17 OCTOBER 1925, Page 18

CONCERNING MEN'S DRESS [To the Editor of the SPECTATOR.] SIR,—I

am wondering whether the authoress of your last week's article, " Concerning Men's Dress," wrote to promote the picturesque, or out of kindly compassion for her " muffled and constricted " man, or (likeliest hypothesis of the three) with her tongue in her cheek.

If the picturesque is her aim, she surely cannot wish that osseous and hirsute man should follow woman in " steadily decreasing the amount that he wears," for she admits that in running or bathing kit man is an unlovely object (" His 'prentice han' He tried on man and then He made the lasses, O ! ") ;* nor would she advocate tight-fitting military breeches and Hessian boots for morning dress if at her next Court ball she will note how many British cavalry legs can stand that trying combination. Plus-fours may be, as she says, " hideous and absurd," but at least they often throw a kindly veil over limbs which are even more so.
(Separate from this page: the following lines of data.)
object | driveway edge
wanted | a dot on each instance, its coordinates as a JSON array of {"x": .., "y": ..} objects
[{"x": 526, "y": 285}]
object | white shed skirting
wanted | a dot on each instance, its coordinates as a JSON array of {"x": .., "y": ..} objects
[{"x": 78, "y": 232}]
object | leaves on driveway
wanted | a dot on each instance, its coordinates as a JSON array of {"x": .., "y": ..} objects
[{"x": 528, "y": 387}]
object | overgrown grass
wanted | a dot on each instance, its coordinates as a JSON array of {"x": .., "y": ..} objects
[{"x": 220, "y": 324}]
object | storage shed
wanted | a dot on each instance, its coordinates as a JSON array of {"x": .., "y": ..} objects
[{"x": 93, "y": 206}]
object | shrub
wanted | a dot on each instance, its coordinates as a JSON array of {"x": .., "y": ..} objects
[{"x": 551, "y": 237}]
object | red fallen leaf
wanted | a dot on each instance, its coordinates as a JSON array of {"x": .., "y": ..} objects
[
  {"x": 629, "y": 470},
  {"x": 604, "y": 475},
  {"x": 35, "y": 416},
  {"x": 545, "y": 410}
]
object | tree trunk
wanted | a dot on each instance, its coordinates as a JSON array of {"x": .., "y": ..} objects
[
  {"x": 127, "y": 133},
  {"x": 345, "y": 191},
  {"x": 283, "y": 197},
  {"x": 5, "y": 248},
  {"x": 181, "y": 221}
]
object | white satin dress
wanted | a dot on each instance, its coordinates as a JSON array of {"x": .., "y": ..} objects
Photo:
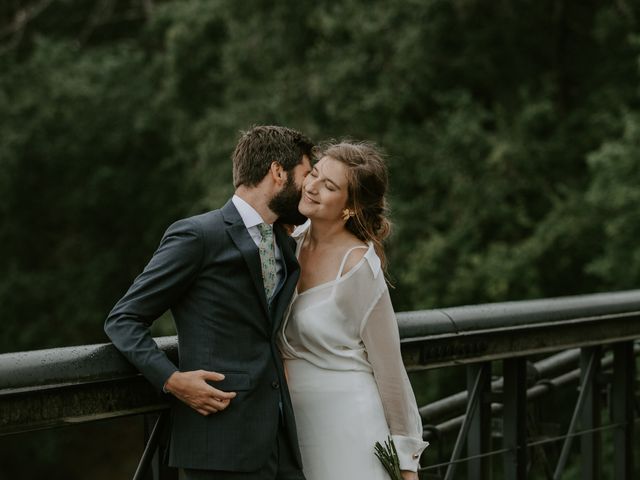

But if, on the other hand, she writes out of compassion for man and his alleged uncomfortable clothes, she is wasting good sympathy. She advocates, for example, belts in place of " shameful and comic " braces ; but experiment would show her that a belt is far less effective than braces (how many times in an " over " does a bowler hitch up his trousers and tuck in his shirt ?) and far less comfortable—especially after dinner. So also with the " skin-tight breeches worn by Life Guards " which she recommends ; I have not tried these, but the unavoidable constriction round knee and calf of ordinary hunting breeches is quite torture enough. Similarly with the fur cap for which she pleads ; .even in Arctic weather it is a stuffy, clammy headgear. So again, the stiff collar, which she would abandon for the coster's kerchief, is, except in the tropics, the most comfortable neckwear I know.

I agree that trousers are hateful (though if she will try. the Oxford variety she will cease to praise their comfort), but hostesses will not allow plus-fours at garden parties and the like. Here your contributor might intervene and help us.

But, Sir, she cannot really be writing out of compassion for man ; no one with any kindly feeling for the creature would add a new terror to his life by driving him to the inevitable outcome of all these changes in dress and compel him (who can now wear pre-War clothes without remark) to join the anxious-eyed throng which daily and nightly blocks pedestrian traffic between Harrod's and Gorringe's and from Selfridge's to Peter Robinson's in the effort to discover what is " being worn."

No, I am sure that my third hypothesis was right and that your contributor wrote with her tongue in her cheek.